I understand your job, like Rush Limbaugh, is to sell self-righteous indignation to the morally superior, but please work on including some light with that heat.


Take pent up anger and focus it on learning some history and economics.  Read Shlaes, Postrel, Zingales, Scott, Kindleberger, Hayek, Friedman, Jensen, etc. etc. Read behavioralists like Ubel, Gladwell, etc. and start to understand why we just went from dumb to dumber throwing our lot in with the Pelosi-Reid Keynesian team.


Republicans may be too Jesusland for you, but I don't think Pelosi, Rangel, Frank, Dodd, Reid, Blagojevich, Franken, Waters, Murtha, Conyers, Byrd, Waxman, Boxer, etc. etc. are your people either.  

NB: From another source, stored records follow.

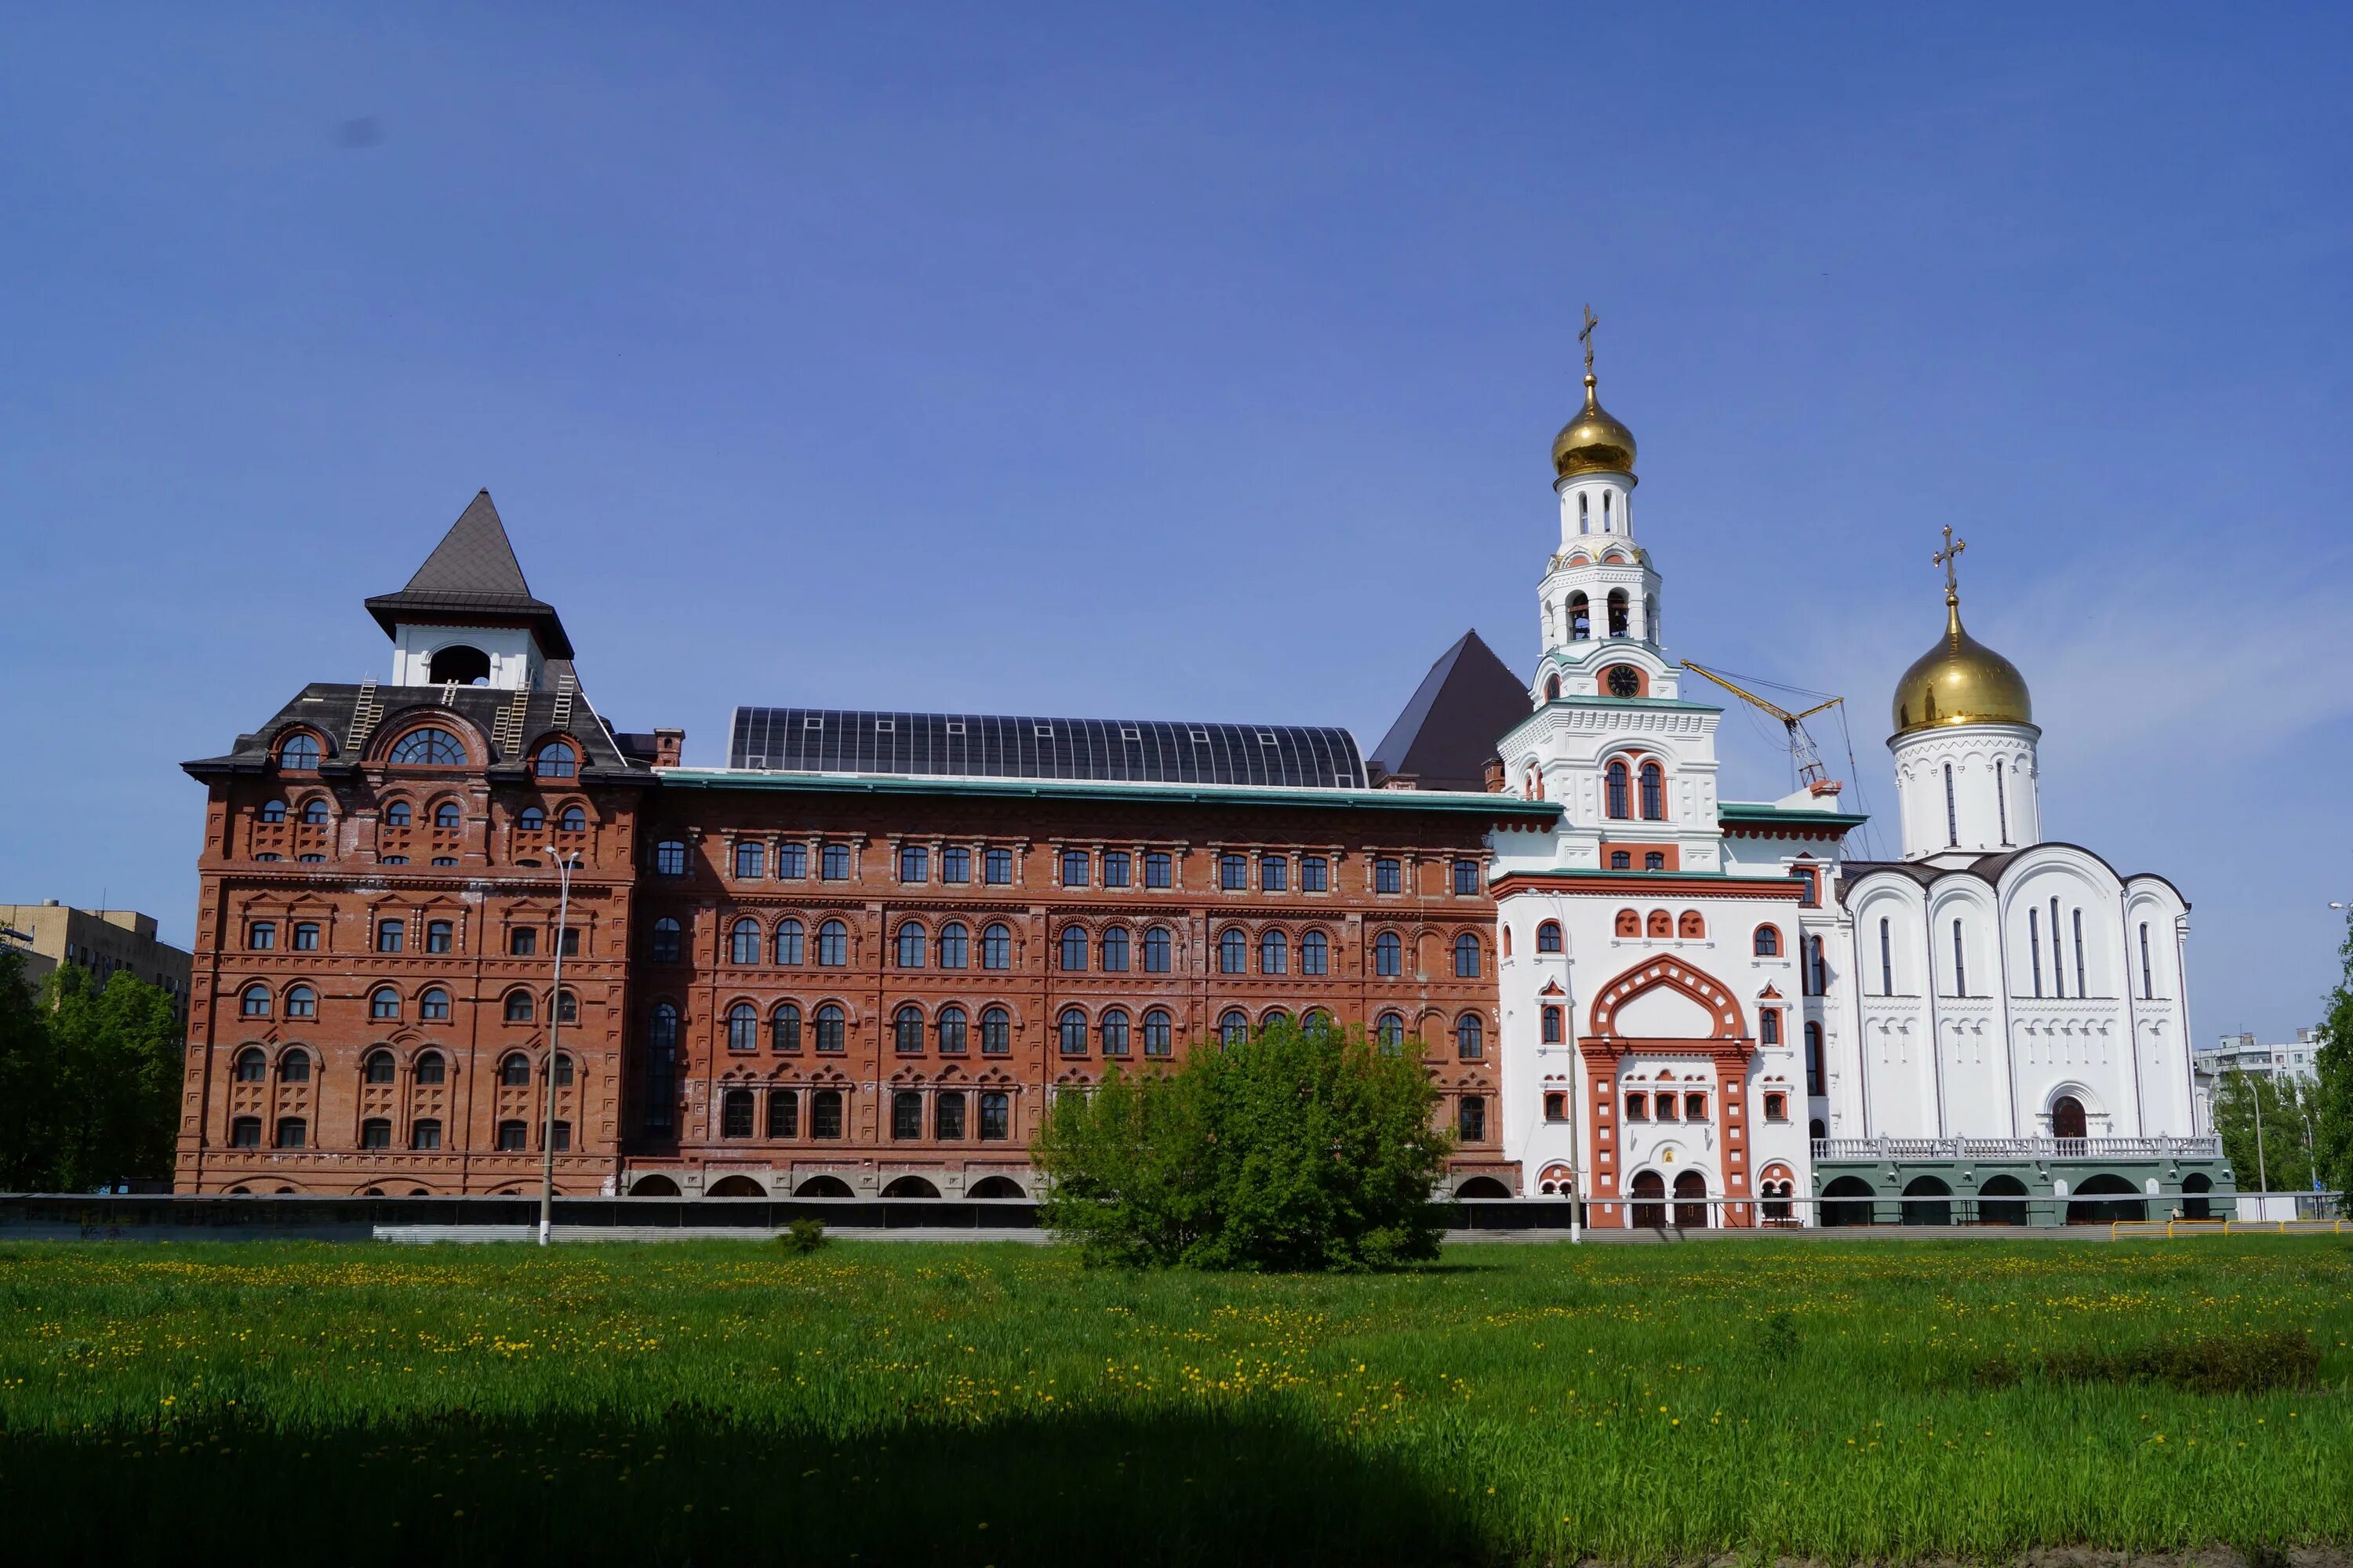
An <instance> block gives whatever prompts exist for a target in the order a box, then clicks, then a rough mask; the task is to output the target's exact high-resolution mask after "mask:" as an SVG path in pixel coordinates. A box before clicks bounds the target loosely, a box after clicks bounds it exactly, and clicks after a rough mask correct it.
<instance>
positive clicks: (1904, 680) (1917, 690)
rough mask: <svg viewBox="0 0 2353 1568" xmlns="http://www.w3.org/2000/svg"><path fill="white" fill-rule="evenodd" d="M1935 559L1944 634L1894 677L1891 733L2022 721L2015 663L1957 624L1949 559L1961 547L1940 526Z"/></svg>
mask: <svg viewBox="0 0 2353 1568" xmlns="http://www.w3.org/2000/svg"><path fill="white" fill-rule="evenodd" d="M1944 544H1946V546H1944V549H1941V551H1937V565H1941V567H1944V638H1941V640H1939V643H1937V645H1934V647H1929V650H1927V652H1925V655H1920V657H1918V659H1913V666H1911V669H1908V671H1904V678H1901V680H1897V699H1894V711H1892V718H1894V725H1897V735H1911V732H1913V730H1934V727H1941V725H2028V727H2033V723H2035V702H2033V695H2031V692H2028V690H2026V676H2021V673H2019V666H2017V664H2012V662H2009V659H2005V657H2002V655H1998V652H1993V650H1991V647H1986V645H1984V643H1979V640H1977V638H1972V636H1969V633H1967V631H1962V626H1960V586H1958V582H1955V572H1953V563H1955V560H1958V558H1960V551H1965V549H1967V544H1962V542H1960V539H1953V530H1951V527H1946V530H1944Z"/></svg>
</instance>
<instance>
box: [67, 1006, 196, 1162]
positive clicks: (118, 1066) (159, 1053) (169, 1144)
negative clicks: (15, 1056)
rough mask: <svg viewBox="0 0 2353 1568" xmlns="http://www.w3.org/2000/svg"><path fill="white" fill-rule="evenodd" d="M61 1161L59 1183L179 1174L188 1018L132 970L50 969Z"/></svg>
mask: <svg viewBox="0 0 2353 1568" xmlns="http://www.w3.org/2000/svg"><path fill="white" fill-rule="evenodd" d="M47 1001H49V1019H47V1026H49V1038H52V1059H54V1074H56V1083H54V1097H52V1102H49V1104H52V1107H54V1109H52V1130H54V1165H52V1180H49V1184H52V1187H56V1189H59V1191H89V1189H96V1187H106V1184H113V1182H129V1180H160V1177H169V1175H172V1154H174V1128H176V1111H179V1085H181V1059H184V1057H181V1050H184V1048H181V1024H179V1017H176V1015H174V1012H172V996H169V994H167V991H165V989H162V986H155V984H148V982H146V979H139V977H136V975H132V972H127V970H118V972H115V975H113V977H111V979H106V984H104V986H101V984H99V982H96V979H94V977H92V975H89V970H82V968H78V965H71V963H66V965H59V970H56V972H54V975H52V977H49V998H47Z"/></svg>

Obama may be fresh and he may new and he may have been your one exotic, cool, hip friend at prep school, but he hasn't done enough to stop Congress from taking a situation from bad to worse to pay off insular political cronies.  When Nancy Pelosi took over primary responsibility for US Fiscal policy on January 3, 2007 (Art1Sec8USConst), the S&P stood at 1400.  Today, it is half that, and the war on equities continues.  A question for you:  $2T of fraudulently-labeled sub-prime securities was pumped through what loyal Democratic fiefdom?  Fannie and Freddy, which were not under executive branch control, independent of FDIC, Fed, etc. until they were taken over last summer.  And try this presentation on for size:  http://tinyurl.com/aj7dte


Or, forget about learning anything too inconvenient, go back to your dorm room, smoke some dope, cash the trust checks, read Vanity Fair, and write stupid crap on Huff Po.  


Your choice.

Polonius Bound

With the new budget proposal before Congress and the free fall in equity values, we have seemingly embarked on a journey where a nation of equity -- in our homes, our stock accounts, our companies, our educational and non-profit institutions -- will see a dramatic shift in its debt-to-equity ratio.   Yes, debt has increased in the previous decade, but that has been accompanied by a faster increase in equity values.  http://tinyurl.com/c8ccmx

The mountain of debt that our government proposes to undertake -- and to force banks to lend -- at this time of plummeting equity values will result in an enormous pull on all other pockets from the economy -- particularly those sustained by equity, such as venture investment, educational institutions, and entrepreneurship generally.

In this rush to embrace debt, we would do well to head the admonitions of Shakespeare in Hamlet:

LORD POLONIUS: 
Neither a borrower nor a lender be; 
For loan oft loses both itself and friend, 
And borrowing dulls the edge of husbandry.

The wholesale over-leveraging of our economy and society is likely to have sorry ramifications for our ability to take risks, experiment with new ideas and be flexible in the face of future cycles of confidence.

Equities are fundamentally a statement of faith in the future.  Debt has its feet firmly planted in the past. 
 
If Virginia Postrel is to be believe that future has its enemies, then debt is certainly one of them.

This certainly argues for a look at Luigi Zingales (UofC) proposal to de-leverage the residential housing market.